THE EXTENSION OF RANK ORDERING CRITERIA WEIGHTING METHODS IN FUZZY ENVIRONMENT

Weight elicitation is an important part of multi-criteria decision analysis. In real-life decision-making problems precise information is seldom available, and providing weights is often cognitively demanding as well as very time- and effort-consuming. The judgment of decision-makers (DMs) depends on their knowledge, skills, experience, personality, and available information. One of the weights determination approaches is ranking the criteria and converting the resulting ranking into numerical values. The best known and most widely used are rank sum, rank reciprocal and centroid weights techniques. The goal of this paper is to extend rank ordering criteria weighting methods for imprecise data, especially fuzzy data. Since human judgments, including preferences, are often vague and cannot be expressed by exact numerical values, the application of fuzzy concepts in elicitation weights is deemed relevant.
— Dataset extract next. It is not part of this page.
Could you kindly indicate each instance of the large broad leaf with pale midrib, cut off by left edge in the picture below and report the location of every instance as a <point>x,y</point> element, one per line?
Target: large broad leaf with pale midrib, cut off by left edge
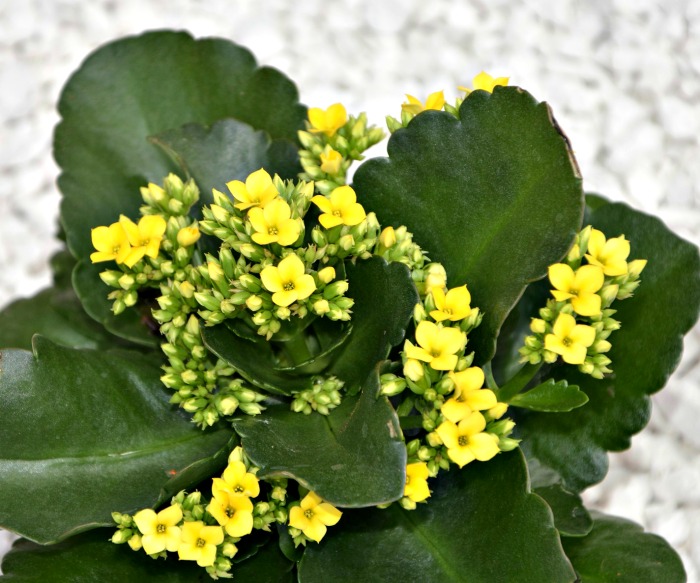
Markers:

The methods built on the ideas of rank order techniques take into account imprecise information about rank. The fuzzy rank sum, fuzzy rank reciprocal, and fuzzy centroid weights techniques are proposed. The weights obtained for each criterion are triangular fuzzy numbers. The proposed fuzzy rank ordering criteria weighting methods can be easily implemented into decision support systems. Numerical examples are provided to illustrate the practicality and validity of the proposed methods.